As preliminary to the question here presented, it may be remarked that the evidence in the cause tends to prove that the appellant resided with the mother of the prosecuting witness, in the city of Huntington, where they kept a house of prostitution. The witness is about sixteen years of age, and prior to the crime charged, had not resided with her mother since she was a small child. Shortly prior to the crime, the mother and the appellant went to Miami county, where the injured party was then residing, and induced her to go to their house in the city of Huntington. Within five days after she arrived in Huntington she was outraged by the appellant. The evidence tends to show that the mother was a party to the crime.

It is contended by the appellant, that the circuit court erred in permitting the State to prove that the place to which the appellant took the prosecuting witness, was a house of prostitution, kept by himself, for the reason that'it was proving him guilty of a crime other than that for which he was on trial.

It is undoubtedly the general rule that the State can not prove the accused guilty of a crime other than the one with which he stands charged, but, like most other general rules, it has its exceptions.

Rice on Evidence, vol. 3, section 155, says: “Al*256though evidence in support of an indictment for felony be proof of another felony, that circumstance does not render it inadmissible.
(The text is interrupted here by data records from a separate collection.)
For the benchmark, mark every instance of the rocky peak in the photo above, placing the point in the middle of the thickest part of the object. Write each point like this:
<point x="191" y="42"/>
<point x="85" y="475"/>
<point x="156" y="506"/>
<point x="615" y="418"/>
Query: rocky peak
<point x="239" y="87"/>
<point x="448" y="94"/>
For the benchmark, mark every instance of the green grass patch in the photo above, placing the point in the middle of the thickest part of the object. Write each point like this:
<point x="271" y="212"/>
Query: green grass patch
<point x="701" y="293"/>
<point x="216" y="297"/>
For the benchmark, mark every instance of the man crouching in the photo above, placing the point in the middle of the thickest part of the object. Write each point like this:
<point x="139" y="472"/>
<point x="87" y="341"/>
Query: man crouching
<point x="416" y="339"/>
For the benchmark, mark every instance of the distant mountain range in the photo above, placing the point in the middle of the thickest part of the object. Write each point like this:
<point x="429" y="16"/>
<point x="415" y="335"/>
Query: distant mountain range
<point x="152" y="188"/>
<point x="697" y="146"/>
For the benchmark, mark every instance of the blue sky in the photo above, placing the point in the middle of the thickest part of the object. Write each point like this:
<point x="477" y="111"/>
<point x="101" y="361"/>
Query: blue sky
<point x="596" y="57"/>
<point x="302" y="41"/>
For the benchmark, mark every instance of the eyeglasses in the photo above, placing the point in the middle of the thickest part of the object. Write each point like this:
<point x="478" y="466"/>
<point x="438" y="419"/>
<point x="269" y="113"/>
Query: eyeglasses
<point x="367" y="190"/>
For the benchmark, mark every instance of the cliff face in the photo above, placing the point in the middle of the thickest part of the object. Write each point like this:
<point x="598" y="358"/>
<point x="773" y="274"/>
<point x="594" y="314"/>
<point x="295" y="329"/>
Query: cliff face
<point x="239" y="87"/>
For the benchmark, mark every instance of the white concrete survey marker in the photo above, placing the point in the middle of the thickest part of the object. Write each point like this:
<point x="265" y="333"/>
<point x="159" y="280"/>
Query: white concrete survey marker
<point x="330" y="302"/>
If the evidence offered tends to prove material facts, it is admissible, although it may also tend to prove the commission of another separate and distinct offense.”

Filed June 5, 1894.

It is always competent for the State to prove the accused guilty of another crime, if such other crime furnishes a motive for the one upon which he is on trial. Gillett's Crim. Law, p. 653; 3 Russell Crimes (9th ed.), 283; Abbott’s Trial Briefs, 371; Stout v. People, 4 Parker’s Crim. Reports (N. Y.), 71; Carroll v. Commonwealth, 84 Pa. St. 107; People v. Wood, 3 Parker's Crim. Reports (N. Y.), 681.

We are of the opinion that the court did not err in admitting the evidence of which complaint is made.

It is further argued that the circuit court erred in giving instructions of its own motion and in refusing to give instructions asked by the appellant.

We have carefully read all the instructions given by the court, as well as those asked and refused, and feel warranted in saying that the court did not err in either giving or refusing to give instructions in this case. The instructions given by the court embraced all that is contained in those asked, to which the appellant was entitled.

There is no error in the record for which the judgment should be reversed, and the same is, therefore, affirmed.